É revoltante! Uma criança quebrou o braço andando de skate no centro de São Pedro da Aldeia, na Região dos Lagos do Rio, na última segunda-feira (5), e acabou sendo vítima do caos na saúde pública.
Após o acidente, o menino foi levado em uma viatura da Polícia Militar até a UPA da cidade, que pasmem: é referência em atendimento infantil. Lá, passou por raio-x, teve a fratura confirmada, mas recebeu a notícia absurda: não havia ortopedista nem material para fazer o gesso.
Sem opção, os profissionais improvisaram uma tala feita com papelão para imobilizar o braço da criança. Isso mesmo: papelão, como solução emergencial para uma fratura.
O atendimento digno só veio no dia seguinte, quando a criança foi encaminhada ao pronto-socorro municipal, onde finalmente recebeu o tratamento correto e teve o braço engessado.

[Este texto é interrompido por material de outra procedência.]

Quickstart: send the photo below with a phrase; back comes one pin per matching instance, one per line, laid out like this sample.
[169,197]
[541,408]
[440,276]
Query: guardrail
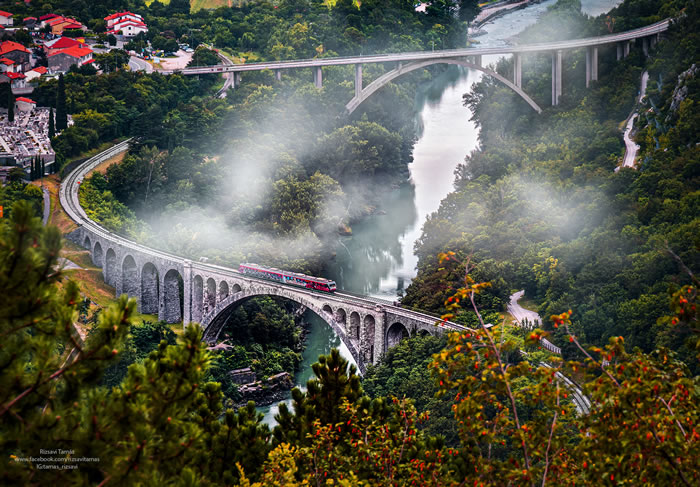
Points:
[648,30]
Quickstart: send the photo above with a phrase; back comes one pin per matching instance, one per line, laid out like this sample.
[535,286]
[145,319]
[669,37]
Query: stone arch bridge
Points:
[178,289]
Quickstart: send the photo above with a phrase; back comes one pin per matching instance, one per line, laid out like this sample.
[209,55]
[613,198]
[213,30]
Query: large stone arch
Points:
[210,295]
[149,288]
[395,333]
[130,277]
[386,78]
[110,268]
[171,302]
[223,290]
[354,325]
[98,255]
[197,298]
[367,342]
[214,321]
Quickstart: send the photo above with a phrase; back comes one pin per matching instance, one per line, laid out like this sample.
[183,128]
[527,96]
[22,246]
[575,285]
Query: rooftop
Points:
[75,51]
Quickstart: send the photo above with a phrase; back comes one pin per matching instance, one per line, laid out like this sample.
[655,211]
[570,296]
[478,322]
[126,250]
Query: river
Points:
[378,259]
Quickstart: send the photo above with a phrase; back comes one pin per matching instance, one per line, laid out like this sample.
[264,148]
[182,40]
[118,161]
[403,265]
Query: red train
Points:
[285,277]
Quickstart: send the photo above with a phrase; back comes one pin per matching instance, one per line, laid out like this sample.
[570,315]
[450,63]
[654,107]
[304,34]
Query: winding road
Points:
[138,64]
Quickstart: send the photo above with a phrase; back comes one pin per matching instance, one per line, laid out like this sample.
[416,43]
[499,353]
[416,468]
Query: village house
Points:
[15,52]
[8,65]
[24,104]
[59,24]
[5,18]
[35,73]
[62,60]
[56,45]
[125,23]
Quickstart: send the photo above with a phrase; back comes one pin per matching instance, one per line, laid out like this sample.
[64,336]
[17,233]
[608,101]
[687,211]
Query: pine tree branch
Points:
[549,441]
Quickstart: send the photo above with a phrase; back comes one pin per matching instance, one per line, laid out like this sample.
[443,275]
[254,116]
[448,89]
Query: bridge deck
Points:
[646,31]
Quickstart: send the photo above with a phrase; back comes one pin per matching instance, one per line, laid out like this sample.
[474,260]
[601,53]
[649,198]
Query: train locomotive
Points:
[285,277]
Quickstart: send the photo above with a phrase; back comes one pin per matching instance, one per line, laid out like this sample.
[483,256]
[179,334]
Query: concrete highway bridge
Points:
[210,293]
[469,57]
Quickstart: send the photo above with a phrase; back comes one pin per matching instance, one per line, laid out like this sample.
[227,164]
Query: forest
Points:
[609,257]
[276,170]
[540,206]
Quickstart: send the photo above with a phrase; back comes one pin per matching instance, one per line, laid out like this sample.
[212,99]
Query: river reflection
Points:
[378,258]
[319,341]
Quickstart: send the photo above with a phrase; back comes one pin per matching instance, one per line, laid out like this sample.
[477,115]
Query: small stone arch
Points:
[110,267]
[367,345]
[395,334]
[210,296]
[172,302]
[130,277]
[98,255]
[150,284]
[354,330]
[197,298]
[341,318]
[223,290]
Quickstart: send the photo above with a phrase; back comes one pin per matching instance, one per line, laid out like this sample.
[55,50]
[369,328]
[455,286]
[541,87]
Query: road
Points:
[47,205]
[649,30]
[488,12]
[631,147]
[229,78]
[138,64]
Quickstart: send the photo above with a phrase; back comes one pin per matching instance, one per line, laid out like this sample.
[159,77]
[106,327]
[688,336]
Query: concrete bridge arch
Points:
[361,96]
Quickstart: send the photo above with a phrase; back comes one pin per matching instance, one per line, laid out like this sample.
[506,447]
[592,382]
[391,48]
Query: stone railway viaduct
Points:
[178,289]
[469,57]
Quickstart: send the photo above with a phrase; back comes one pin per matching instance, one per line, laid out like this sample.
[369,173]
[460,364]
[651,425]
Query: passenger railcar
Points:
[285,277]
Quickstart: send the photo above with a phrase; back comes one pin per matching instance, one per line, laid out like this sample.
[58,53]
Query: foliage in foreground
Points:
[165,424]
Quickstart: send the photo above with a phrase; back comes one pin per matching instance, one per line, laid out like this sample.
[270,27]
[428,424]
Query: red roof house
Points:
[65,58]
[5,18]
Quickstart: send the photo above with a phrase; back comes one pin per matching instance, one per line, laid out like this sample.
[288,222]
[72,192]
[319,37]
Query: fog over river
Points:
[378,258]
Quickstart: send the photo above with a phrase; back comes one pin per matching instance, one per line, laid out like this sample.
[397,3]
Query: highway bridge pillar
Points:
[358,80]
[556,77]
[591,65]
[318,77]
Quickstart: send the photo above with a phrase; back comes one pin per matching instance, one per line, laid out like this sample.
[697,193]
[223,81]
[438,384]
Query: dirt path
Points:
[520,313]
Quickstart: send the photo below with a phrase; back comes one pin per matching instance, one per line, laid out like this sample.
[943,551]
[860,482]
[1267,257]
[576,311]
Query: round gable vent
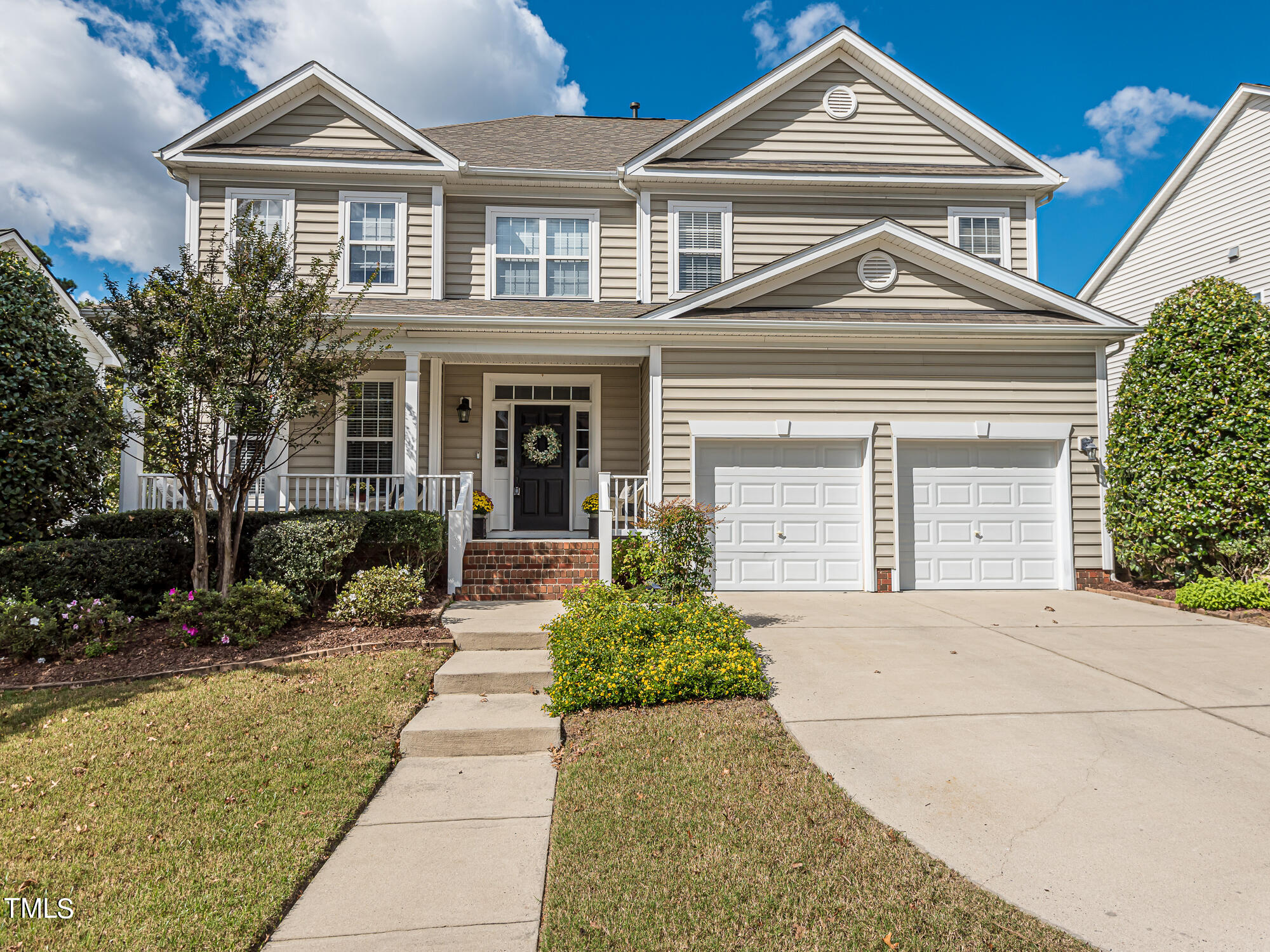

Em nota, a Fundação Saúde informou que a UPA de São Pedro da Aldeia não conta com atendimento especializado em Ortopedia. A gestão disse ainda que vai apurar o caso e reafirmou o compromisso de oferecer assistência de qualidade.
Enquanto isso, fica a pergunta que não quer calar: como uma UPA infantil funciona sem ortopedista? É duro, é triste, mas é a realidade.